Deu para entender? Então, o tropeço é um anjo. Os acontecimentos tristes, as circunstâncias mais difíceis que nos acometem são anjos. Uma doença, uma oportunidade de trabalho que recebemos, são anjos positiva ou negativamente conceituados.

Nós podemos ter um anjo, por exemplo, que é uma doença que visita alguém. Mas que vai derrubar as resistências íntimas. E numa doença existem algumas trombetas que tocam que é a dor. Assim, a dor toma o papel de um anjo. Chega visando detonar certas áreas e despertar a luz que não está clareando e que precisa se expressar.

Porque cada enfermidade que eclode, cada dificuldade na esfera profissional, cada problema no campo social, na família, cada um desses elementos que marcam os aspectos da nossa evolução traz dentro de si uma indicação de que o problema existe para projetar a individualidade em novas concepções. Não vamos esquecer isso. É naquela base: se não vai pelo amor vai pela dor, mas que vai ter que ir, mais cedo ou mais tarde, vai! A gente precisa avançar. Faz parte do determinismo divino, cuja lei determina que o progresso é inestancável.

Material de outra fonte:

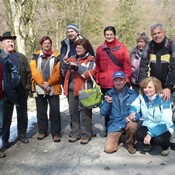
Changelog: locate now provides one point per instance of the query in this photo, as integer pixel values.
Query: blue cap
(118, 74)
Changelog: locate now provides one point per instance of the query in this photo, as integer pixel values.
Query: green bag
(91, 98)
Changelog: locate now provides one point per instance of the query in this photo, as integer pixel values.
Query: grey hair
(158, 25)
(142, 36)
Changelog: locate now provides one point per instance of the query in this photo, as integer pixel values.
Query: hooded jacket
(38, 76)
(105, 67)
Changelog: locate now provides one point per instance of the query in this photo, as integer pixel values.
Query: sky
(31, 119)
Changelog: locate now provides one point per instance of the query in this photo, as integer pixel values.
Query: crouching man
(116, 105)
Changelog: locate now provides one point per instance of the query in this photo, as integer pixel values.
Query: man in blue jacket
(116, 105)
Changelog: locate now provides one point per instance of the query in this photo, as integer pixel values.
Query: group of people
(148, 70)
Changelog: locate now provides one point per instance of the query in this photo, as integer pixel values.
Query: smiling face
(149, 90)
(80, 50)
(8, 45)
(46, 46)
(72, 34)
(141, 44)
(119, 83)
(158, 35)
(109, 36)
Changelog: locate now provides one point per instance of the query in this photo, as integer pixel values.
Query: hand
(45, 85)
(166, 94)
(73, 66)
(65, 59)
(108, 99)
(147, 139)
(131, 117)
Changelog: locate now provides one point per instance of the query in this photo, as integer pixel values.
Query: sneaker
(73, 139)
(2, 154)
(23, 140)
(41, 136)
(131, 149)
(56, 138)
(165, 152)
(85, 140)
(147, 148)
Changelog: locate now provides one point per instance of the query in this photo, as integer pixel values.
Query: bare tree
(21, 14)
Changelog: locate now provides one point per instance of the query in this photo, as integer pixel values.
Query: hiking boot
(165, 152)
(2, 154)
(6, 144)
(85, 140)
(131, 149)
(73, 139)
(56, 138)
(147, 148)
(41, 136)
(23, 140)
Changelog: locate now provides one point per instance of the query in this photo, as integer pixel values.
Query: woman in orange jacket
(77, 78)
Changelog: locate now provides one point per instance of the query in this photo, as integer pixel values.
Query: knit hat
(119, 74)
(74, 27)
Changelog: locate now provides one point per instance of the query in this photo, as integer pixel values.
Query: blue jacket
(156, 117)
(117, 112)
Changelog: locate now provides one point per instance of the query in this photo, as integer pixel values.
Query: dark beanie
(74, 27)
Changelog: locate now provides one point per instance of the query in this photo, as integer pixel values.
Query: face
(158, 35)
(46, 46)
(109, 36)
(149, 90)
(72, 34)
(141, 44)
(80, 50)
(119, 83)
(8, 45)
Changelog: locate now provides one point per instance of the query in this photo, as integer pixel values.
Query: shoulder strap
(113, 58)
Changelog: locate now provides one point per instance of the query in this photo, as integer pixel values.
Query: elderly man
(116, 105)
(160, 62)
(68, 47)
(22, 91)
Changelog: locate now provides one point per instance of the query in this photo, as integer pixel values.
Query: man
(22, 91)
(68, 48)
(9, 80)
(116, 105)
(45, 68)
(160, 62)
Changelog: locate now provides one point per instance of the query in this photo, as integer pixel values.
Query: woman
(105, 67)
(156, 116)
(138, 53)
(77, 77)
(45, 69)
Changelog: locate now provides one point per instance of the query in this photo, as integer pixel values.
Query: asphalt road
(48, 158)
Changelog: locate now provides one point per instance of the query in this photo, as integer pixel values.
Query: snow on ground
(31, 117)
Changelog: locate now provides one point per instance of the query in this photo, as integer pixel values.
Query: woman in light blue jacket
(155, 114)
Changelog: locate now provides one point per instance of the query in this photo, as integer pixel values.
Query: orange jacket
(79, 79)
(37, 76)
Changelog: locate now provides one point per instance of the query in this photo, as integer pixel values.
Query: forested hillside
(29, 20)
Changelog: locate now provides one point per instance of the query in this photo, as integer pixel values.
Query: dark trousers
(106, 117)
(81, 119)
(54, 114)
(162, 140)
(22, 118)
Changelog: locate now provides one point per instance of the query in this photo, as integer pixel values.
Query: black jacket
(160, 63)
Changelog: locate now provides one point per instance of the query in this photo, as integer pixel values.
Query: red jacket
(105, 67)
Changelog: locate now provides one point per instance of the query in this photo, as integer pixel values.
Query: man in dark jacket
(9, 80)
(160, 62)
(20, 61)
(116, 105)
(68, 48)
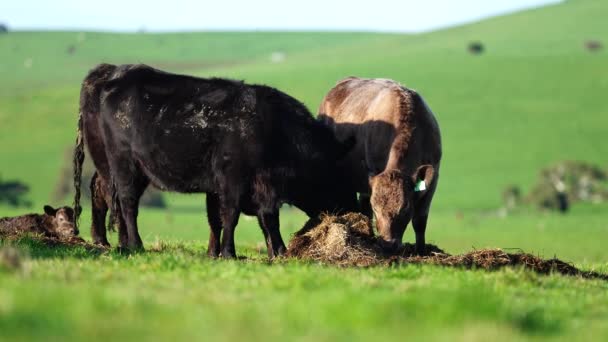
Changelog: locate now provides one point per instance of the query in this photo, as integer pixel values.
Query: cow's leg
(266, 237)
(99, 209)
(365, 205)
(229, 215)
(421, 215)
(270, 224)
(130, 184)
(123, 236)
(419, 223)
(215, 224)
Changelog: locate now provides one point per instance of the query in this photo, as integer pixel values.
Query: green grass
(535, 97)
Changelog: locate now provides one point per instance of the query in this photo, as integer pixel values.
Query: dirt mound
(348, 240)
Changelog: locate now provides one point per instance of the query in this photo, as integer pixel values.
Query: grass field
(535, 97)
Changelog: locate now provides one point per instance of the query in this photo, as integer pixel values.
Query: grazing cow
(397, 153)
(250, 148)
(57, 223)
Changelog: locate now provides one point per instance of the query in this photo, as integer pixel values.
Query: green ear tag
(420, 186)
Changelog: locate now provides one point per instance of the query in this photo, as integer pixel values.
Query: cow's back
(381, 115)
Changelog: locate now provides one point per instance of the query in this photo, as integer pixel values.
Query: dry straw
(348, 240)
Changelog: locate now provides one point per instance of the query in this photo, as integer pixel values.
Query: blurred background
(518, 89)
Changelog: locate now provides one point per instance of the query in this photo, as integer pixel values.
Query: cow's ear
(49, 210)
(422, 177)
(345, 147)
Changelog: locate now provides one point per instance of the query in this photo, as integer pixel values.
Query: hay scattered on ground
(348, 240)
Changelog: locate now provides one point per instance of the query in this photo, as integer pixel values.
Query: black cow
(249, 147)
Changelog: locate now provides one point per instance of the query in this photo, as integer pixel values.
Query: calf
(397, 154)
(57, 223)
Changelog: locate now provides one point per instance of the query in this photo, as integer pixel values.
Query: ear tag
(420, 186)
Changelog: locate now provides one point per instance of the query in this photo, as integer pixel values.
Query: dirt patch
(348, 240)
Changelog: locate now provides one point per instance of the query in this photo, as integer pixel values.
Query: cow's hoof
(228, 255)
(102, 243)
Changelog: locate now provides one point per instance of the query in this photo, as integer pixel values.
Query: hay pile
(349, 240)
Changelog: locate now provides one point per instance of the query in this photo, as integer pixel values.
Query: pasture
(534, 97)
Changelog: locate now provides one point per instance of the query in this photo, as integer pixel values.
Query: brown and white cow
(395, 162)
(57, 223)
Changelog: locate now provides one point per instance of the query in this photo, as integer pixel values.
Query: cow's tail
(89, 103)
(78, 160)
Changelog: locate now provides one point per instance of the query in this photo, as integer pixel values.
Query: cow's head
(392, 200)
(62, 221)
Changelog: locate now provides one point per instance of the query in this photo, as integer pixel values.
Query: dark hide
(249, 147)
(398, 144)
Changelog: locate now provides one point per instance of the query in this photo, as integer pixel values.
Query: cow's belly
(177, 164)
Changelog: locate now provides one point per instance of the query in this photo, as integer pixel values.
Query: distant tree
(593, 45)
(475, 48)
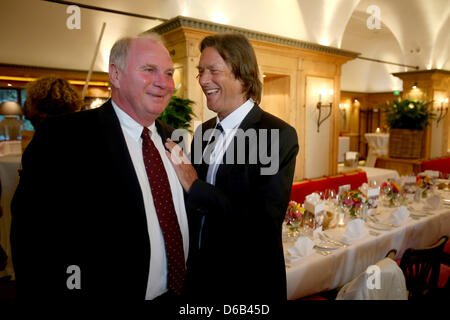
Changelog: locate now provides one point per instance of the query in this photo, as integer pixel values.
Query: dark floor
(7, 289)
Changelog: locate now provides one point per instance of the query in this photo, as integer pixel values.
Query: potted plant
(178, 113)
(407, 120)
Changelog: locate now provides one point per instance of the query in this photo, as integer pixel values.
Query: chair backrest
(301, 189)
(390, 284)
(421, 268)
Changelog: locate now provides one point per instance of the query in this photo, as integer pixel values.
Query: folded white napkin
(317, 232)
(355, 231)
(399, 216)
(434, 201)
(303, 247)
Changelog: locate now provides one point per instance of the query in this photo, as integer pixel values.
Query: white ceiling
(413, 32)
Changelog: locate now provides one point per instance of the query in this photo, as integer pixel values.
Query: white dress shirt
(230, 125)
(157, 279)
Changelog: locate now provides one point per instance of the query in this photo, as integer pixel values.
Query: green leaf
(178, 113)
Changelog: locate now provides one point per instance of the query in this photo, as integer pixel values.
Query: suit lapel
(119, 157)
(202, 167)
(248, 122)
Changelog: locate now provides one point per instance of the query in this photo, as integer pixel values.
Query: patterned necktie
(212, 145)
(165, 210)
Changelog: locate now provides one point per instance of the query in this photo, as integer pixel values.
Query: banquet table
(9, 179)
(318, 273)
(378, 146)
(379, 175)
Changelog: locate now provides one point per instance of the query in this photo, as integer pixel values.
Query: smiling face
(223, 91)
(144, 87)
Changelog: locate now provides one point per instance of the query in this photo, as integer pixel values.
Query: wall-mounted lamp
(442, 110)
(323, 93)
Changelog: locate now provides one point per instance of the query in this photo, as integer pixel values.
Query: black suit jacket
(241, 254)
(79, 203)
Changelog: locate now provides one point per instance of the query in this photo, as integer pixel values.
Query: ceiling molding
(188, 22)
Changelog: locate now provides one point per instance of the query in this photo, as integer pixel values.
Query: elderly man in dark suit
(244, 164)
(99, 211)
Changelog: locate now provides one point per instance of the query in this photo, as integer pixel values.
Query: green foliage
(178, 113)
(409, 114)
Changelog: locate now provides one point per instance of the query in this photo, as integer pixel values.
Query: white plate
(378, 226)
(325, 246)
(418, 215)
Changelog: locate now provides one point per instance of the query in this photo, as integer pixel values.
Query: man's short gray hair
(119, 50)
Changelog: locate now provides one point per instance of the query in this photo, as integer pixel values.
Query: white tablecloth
(13, 147)
(9, 179)
(379, 175)
(344, 146)
(378, 146)
(317, 273)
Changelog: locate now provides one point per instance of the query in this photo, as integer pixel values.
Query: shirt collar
(131, 127)
(235, 118)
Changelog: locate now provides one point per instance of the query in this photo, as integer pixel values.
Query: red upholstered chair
(421, 268)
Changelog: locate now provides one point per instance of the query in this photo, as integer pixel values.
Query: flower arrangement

Todavia, embora os chamamentos estejam por todo lado, o que nós fazemos? Continuamos ainda indiferentes, brincamos muito com a vida e negligenciamos deveres.

Nós estamos aqui buscando aprender a administrar cada acontecimento menos feliz, procurando entender que atrás das dificuldades tem sempre algo novo que nós não estamos conseguindo visualizar. E para nos ajudar nesse progresso acontece o quê? O anjo chega. Porque o anjo tem que atuar. Do contrário, a gente fica naquela: "eu preciso fazer, eu preciso começar." Fica só a ideia. E não fazemos. E não começamos.

Pensando bem, desde quando a gente está precisando fazer ou começar algo? O tempo passa e a gente continua precisando. Resultado: os anjos vem para ajudar Jesus na implementação de uma nova fase. O anjo vem e toca a trombeta.

Não tem outra, Jesus trabalha com os anjos. Estes anjos fazem o papel dos toques, o papel desses chamamentos mais diretos. E isso não é de agora, sempre foi assim. Nós analisamos que na área das religiões, nos núcleos religiosos diversificados, o número de pessoas que neles aportam, na busca de solução dos seus problemas, é muito maior que o número daqueles que chegam espontaneamente. Não é? Tem muitos que chegam depois da saturação. Não chegam? "Ah, eu vim porque essa vida está muito difícil." Se alguns chegam sem muitas complicações, um número maior chega depois de longo tempo de dificuldades, depois de anos de terapia, de tratamentos vários que não deram certo, depois de muito cansaço. E quase sempre chegam para começar a entender que o problema que os trouxe foi uma faceta da própria intimidade.